Monolithic Wafer Scale Integration of Silicon Nanoribbon Sensors with CMOS for Lab-on-Chip Application.

Silicon ribbons (SiRi) have been well-established as highly sensitive transducers for biosensing applications thanks to their high surface to volume ratio. However, selective and multiplexed detection of biomarkers remains a challenge. Further, very few attempts have been made to integrate SiRi with complementary-metal-oxide-semiconductor (CMOS) circuits to form a complete lab-on-chip (LOC). Integration of SiRi with CMOS will facilitate real time detection of the output signal and provide a compact small sized LOC. Here, we propose a novel pixel based SiRi device monolithically integrated with CMOS field-effect-transistors (FET) for real-time selective multiplexed detection. The SiRi pixels are fabricated on a silicon-on-insulator wafer using a top-down method. Each pixel houses a control FET, fluid-gate (FG) and SiRi sensor. The pixel is controlled by simultaneously applying frontgate (VG) and backgate voltage (VBG). The liquid potential can be monitored using the FG. We report the transfer characteristics (ID-VG) of N- and P-type SiRi pixels. Further, the ID-VG characteristics of the SiRis are studied at different VBG. The application of VBG to turn ON the SiRi modulates the subthreshold slope (SS) and threshold voltage (VTH) of the control FET. Particularly, N-type pixels cannot be turned OFF due to the control NFET operating in the strong inversion regime.
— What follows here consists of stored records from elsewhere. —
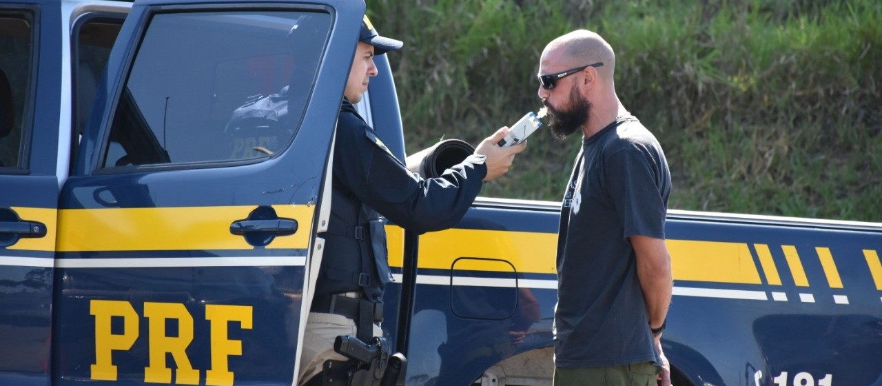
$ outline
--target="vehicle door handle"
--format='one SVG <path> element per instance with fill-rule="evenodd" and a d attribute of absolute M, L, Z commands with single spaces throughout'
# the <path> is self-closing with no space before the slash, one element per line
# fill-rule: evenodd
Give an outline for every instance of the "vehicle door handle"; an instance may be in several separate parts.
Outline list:
<path fill-rule="evenodd" d="M 14 234 L 19 237 L 43 237 L 46 226 L 35 221 L 0 221 L 0 234 Z"/>
<path fill-rule="evenodd" d="M 229 233 L 239 235 L 270 233 L 277 236 L 287 236 L 296 232 L 297 220 L 292 219 L 240 219 L 229 225 Z"/>

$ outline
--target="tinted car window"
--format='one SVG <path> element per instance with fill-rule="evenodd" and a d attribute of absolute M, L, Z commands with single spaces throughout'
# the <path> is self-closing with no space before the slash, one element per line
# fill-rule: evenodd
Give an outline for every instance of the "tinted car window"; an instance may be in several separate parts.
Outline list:
<path fill-rule="evenodd" d="M 288 145 L 331 17 L 305 11 L 153 16 L 120 95 L 105 167 L 267 159 Z"/>
<path fill-rule="evenodd" d="M 33 45 L 33 17 L 0 10 L 0 173 L 26 167 Z"/>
This is due to large VBG (≥25 V) application to turn ON the SiRi sensor. Conversely, the P-type SiRi sensors do not require large VBG to switch ON. Thus, P-type pixels exhibit excellent ION/IOFF ≥ 106, SS of 70⁻80 mV/dec and VTH of 0.5 V. These promising results will empower the large-scale cost-efficient production of SiRi based LOC sensors.